Publié le: 4 septembre 2020

En attendant la fin des gros monstres

NUMÉRIQUE – De la même manière qu’une monnaie a de la valeur parce qu’elle est acceptée, la valorisation des géants du secteur est fonction de la tolérance de leurs utilisateurs. Cela pourrait changer. Réflexions de Mikael Huber, responsable de ce thème à l’usam.

Le numérique a le vent en poupe. Certains parlent d’un défi à saisir – à mon avis à tort, parce qu’à l’avenir, le vrai défi sera plutôt de vouloir s’en passer! Une fois de plus, l’avancée technologique révèle à quel point nous pouvons rester attachés à des fonctionnements analogues, stables et rassurants.

«comme l’argent dans notre poche, les gafam n’ont de valeur que parce qu’elles sont acceptées par les utilisateurs.»

Non, le numérique est une opportunité évidente qui transformera avant tout ces fonctionnements stables pour les accélérer et les rendre moins chronophages. Des gains de compétitivité sont à la porte, et surtout moins de perte de temps en paperasserie. La route est ainsi toute tracée pour passer à une phase d’accélération avec les inévitables dangers à éviter.

Cinq puissants monopoleurs

Mais qu’en est-il aujourd’hui? Il est souvent fait référence – à outrance d’ailleurs – aux NATU (Netflix, Airbnb, Tesla, Uber) et surtout aux GAFAM (Google, Amazon, Facebook, Apple, Microsoft), ces cinq titans qui se partagent le marché du numérique. La question se pose donc: où se situent les PME dans tout cette transformation digitale? Comment feront-elles face à ces plate-formes numériques géantes?

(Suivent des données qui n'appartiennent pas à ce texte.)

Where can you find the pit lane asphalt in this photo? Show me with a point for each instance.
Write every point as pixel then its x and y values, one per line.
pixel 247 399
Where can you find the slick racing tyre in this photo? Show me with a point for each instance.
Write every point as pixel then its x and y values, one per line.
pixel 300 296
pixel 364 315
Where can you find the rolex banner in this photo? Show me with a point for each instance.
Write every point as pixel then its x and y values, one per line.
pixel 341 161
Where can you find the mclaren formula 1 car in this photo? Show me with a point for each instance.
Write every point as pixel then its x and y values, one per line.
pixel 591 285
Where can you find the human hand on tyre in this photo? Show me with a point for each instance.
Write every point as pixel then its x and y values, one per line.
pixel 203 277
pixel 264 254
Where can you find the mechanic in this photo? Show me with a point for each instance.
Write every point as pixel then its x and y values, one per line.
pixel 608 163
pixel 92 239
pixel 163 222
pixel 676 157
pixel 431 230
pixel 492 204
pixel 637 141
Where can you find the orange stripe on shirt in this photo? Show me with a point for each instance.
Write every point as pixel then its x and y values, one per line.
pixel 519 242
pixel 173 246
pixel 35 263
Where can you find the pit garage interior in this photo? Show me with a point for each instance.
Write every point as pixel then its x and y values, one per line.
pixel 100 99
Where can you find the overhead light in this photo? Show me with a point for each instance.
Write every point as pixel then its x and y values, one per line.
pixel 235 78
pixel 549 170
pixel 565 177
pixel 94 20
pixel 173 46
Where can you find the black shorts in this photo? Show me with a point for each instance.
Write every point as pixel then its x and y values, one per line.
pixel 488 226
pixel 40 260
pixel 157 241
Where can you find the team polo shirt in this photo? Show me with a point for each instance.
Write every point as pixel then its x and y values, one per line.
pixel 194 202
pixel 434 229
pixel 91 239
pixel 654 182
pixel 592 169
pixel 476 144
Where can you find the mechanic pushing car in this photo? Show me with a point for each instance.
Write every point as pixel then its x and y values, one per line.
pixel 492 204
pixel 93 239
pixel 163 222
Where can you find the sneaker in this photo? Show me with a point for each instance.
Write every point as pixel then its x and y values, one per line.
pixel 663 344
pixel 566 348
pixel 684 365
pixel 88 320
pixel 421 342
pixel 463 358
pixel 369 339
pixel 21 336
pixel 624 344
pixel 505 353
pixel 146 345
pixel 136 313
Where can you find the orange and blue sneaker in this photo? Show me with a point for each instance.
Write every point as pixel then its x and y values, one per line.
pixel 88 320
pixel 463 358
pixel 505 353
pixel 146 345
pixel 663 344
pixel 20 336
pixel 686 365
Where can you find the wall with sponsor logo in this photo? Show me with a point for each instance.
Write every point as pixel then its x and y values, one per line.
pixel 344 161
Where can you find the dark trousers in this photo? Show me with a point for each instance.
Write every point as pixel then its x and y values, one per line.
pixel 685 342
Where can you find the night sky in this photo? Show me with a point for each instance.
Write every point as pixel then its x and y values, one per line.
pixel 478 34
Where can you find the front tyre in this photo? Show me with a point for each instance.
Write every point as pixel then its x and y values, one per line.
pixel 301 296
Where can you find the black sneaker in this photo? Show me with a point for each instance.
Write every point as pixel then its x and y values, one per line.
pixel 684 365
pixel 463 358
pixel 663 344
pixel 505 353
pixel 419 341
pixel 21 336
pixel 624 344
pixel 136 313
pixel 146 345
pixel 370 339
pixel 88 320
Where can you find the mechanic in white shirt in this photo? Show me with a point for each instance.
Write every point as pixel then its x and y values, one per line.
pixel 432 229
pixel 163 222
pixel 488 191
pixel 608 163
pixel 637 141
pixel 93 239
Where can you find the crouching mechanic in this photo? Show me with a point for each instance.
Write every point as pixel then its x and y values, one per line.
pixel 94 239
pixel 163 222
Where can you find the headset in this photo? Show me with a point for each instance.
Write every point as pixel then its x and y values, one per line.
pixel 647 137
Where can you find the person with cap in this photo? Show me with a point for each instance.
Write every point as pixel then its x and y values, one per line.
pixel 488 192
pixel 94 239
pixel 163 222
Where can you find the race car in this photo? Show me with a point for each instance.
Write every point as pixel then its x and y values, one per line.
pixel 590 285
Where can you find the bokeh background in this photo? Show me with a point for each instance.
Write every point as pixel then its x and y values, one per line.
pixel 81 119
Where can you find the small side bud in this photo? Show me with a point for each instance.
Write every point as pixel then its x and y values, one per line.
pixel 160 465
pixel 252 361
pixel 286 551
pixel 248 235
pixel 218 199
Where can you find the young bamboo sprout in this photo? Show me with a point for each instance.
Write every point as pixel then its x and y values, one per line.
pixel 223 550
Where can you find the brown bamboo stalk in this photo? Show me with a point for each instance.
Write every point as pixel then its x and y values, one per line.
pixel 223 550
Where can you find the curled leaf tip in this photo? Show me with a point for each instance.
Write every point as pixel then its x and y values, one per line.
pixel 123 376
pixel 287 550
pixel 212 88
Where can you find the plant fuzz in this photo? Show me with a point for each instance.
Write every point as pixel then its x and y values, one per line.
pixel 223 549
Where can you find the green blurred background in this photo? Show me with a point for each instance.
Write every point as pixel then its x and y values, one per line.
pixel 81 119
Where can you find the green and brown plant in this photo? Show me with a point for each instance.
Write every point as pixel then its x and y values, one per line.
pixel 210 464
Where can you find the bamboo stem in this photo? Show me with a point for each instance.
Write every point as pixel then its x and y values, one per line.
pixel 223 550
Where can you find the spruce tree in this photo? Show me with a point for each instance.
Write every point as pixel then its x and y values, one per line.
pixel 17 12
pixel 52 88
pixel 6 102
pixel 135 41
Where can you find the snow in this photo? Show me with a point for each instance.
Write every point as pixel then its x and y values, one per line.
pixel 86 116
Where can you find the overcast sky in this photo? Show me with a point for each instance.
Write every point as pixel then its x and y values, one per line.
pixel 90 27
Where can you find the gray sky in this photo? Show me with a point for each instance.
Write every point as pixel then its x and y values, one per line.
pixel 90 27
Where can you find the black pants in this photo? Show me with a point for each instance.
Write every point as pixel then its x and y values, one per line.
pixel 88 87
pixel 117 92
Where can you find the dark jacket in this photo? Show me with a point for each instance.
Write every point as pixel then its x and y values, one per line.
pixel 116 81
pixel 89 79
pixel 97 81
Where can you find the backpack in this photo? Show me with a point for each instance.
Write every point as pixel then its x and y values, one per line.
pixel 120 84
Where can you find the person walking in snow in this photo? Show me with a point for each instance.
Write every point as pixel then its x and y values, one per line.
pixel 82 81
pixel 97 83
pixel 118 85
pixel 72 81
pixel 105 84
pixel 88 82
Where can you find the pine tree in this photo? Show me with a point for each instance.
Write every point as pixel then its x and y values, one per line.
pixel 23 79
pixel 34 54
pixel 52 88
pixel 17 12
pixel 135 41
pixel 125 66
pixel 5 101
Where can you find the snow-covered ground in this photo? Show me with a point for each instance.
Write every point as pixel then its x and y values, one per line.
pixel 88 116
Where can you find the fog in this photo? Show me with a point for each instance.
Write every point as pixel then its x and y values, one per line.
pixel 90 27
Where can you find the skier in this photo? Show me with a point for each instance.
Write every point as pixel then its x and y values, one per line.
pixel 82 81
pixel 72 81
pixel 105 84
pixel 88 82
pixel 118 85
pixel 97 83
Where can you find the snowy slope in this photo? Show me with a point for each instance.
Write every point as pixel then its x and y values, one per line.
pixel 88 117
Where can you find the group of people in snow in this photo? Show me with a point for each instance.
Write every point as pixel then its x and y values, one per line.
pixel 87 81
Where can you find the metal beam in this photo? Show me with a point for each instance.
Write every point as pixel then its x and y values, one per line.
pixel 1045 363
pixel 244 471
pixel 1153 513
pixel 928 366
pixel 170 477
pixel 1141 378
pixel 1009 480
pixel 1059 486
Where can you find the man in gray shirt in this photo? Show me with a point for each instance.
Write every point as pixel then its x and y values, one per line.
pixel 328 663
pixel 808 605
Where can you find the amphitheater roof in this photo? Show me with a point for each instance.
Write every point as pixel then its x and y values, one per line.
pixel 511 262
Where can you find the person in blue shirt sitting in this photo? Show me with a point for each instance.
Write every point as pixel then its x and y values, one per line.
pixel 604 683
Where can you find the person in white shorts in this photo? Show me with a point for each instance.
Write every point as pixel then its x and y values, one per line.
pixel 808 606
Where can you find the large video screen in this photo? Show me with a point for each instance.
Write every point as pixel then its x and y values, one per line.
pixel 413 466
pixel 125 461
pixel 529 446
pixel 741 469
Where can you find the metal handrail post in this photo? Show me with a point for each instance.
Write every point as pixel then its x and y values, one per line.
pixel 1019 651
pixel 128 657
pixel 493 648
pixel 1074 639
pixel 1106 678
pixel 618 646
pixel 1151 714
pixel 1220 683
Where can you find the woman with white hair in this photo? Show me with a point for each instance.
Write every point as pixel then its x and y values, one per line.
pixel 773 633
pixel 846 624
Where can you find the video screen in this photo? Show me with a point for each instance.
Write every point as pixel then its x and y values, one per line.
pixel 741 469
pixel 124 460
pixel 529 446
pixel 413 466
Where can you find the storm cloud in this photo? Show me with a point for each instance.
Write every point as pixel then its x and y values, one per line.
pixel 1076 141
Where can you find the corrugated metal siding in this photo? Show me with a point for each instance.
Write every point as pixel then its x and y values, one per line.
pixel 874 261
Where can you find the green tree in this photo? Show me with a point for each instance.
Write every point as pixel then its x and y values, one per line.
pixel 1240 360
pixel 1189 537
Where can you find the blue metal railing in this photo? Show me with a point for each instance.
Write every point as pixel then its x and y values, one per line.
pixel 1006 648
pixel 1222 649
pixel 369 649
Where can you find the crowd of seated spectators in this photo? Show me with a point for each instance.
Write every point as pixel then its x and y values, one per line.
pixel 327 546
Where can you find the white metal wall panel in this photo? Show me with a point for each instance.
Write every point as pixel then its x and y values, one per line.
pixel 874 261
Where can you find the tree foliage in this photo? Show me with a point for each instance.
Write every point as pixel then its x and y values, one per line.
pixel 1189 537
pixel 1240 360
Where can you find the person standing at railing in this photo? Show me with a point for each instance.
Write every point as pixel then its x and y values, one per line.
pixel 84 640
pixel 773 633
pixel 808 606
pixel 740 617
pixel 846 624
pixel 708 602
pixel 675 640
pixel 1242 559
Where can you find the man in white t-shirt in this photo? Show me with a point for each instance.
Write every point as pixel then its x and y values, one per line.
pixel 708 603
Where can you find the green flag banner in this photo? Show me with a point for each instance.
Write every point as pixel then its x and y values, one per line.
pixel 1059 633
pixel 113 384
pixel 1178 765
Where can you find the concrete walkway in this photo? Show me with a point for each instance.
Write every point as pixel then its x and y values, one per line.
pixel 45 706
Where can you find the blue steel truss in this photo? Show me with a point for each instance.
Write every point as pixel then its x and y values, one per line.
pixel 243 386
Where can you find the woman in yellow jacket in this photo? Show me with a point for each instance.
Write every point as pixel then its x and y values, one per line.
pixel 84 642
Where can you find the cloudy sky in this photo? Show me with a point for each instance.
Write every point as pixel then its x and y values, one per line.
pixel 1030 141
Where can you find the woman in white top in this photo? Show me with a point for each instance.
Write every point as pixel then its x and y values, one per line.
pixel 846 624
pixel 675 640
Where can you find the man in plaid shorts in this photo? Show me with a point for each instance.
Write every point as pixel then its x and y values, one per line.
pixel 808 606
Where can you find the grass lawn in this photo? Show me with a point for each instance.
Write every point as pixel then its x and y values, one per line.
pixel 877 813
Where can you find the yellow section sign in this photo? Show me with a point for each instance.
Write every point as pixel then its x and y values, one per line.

D’après Hans-Ulrich Bigler et Henrique Schneider, directeur et directeur adjoint de l’usam et co-auteurs de «Wert der KMU» (malheureusement pas encore disponible en français, nda) – plus de PME, c’est aussi plus de diversité, ce qui conduit à plus de création de richesses, mais c’est aussi plus de division du travail et donc plus de procédés et d’interfaces. Or la numérisation est un vecteur de simplification des procédés et interfaces. Cela devrait donc favoriser, pour des PME si diverses, un accès à ce marché numérique. En théorie!

Imposé au consommateur

Pour l’instant, le grand problème du numérique consiste en l’accaparation monopolistique de quelques plate-formes, notamment par les GAFAM. Ces géants du numérique, pour être efficaces, supposent un maximum d’interconnexions et donc d’utilisateurs.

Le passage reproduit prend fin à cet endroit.